TUCON: Continuous Process Improvement Using iProcess Analytics

For the last breakout session of the day, Mark Elder of TIBCO talked about reporting and analytics with iProcess Analytics, their historical (rather than real-time) analytics product.. The crowd’s thin this time of day, although I understand that the lobby bar is well-populated; this was the same timeslot that Tim and I had yesterday, but the attendees now have an additional day of conference fatigue. Also doesn’t help that the presentation PC acted up and we were 10 minutes late starting.

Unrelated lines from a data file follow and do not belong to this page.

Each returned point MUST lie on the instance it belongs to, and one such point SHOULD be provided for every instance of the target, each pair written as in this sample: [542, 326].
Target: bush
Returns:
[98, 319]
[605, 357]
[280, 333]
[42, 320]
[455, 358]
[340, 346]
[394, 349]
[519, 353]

He looks at the second half of any business process implementation: after it’s up and running, you need to measure what’s going on, then feed that back to the design stage for process improvement. iProcess Analytics has a number of built-in metrics, then wizard interfaces to allow a business analyst to build new KPIs by specifying dimensions and filters, then create interactive reports. It’s even possible to set different threshold values for filtered subsets of data, such as setting different cycle-time goals for different geographic regions.

He moved on to a live demo after a few minutes of slideware to show us just how easy it is to create a chart or report for a process, or even a single step within a process. The wizard looks pretty easy to use, although chart generation isn’t exactly rocket science. There’s some nice report distribution capabilities, much like what you’d see in a business intelligence suite, so that you can share a chart or report with other members of your team. You can’t do a lot of calculations on the data, however, but you can export tabular data to Excel for further calculations and aggregation.

One very cool feature is that for a given set of data that’s being used to generate a report, you can reconstruct the process map from the report data to see where the data is coming from, since process metadata is passed over to iProcess Analytics along with the execution data.

It appears that if you want to get real historical data into Business Studio for simulation, you’re going to create a tabular report in iProcess Analytics, export it to Excel, then save it as a text file for importing. Not as integrated as I would have expected — this needs to be fixed as well as more people start to use the simulation functionality within Business Studio.

It’s all browser-based, and can generate either the interactive web-based reports that we saw, or static HTML or PDF reports. It will be interesting to see how TIBCO moves forward with their analytics strategy, since they now have both iProcess Analytics and iProcess Insight (BAM). Although historical analytics and BAM serve different purposes, they’re opposite ends of the same spectrum, and analytics requirements will continue to creep from both ends towards the middle. Like many other vendors who started with an historical analytics tool then bolted on an OEM BAM tool, they’re going to have to reconcile this at some point in the future. There’s also the question, which was raised by an audience member, about the boundary between iProcess Analytics and a full BI suite like Cognos. Although there’s a lot of nice functionality built into iProcess Analytics that’s specific to analyzing processes, many customers are going to want to go beyond this fairly rudimentary BI capability.

That’s the end of day 2 at TUCON; tomorrow morning I’ll probably only be able to catch one session before I have to leave for the flight home. Tonight, 750 of us are off to the SF Giants game, where we’ll see if Vivek RanadivĂ©’s throwing practice paid off when he throws out the first pitch. Watch for all of us in our spiffy new TIBCO jackets; with free wifi in the stadium, there’s likely to be some geeks there with their laptops, too.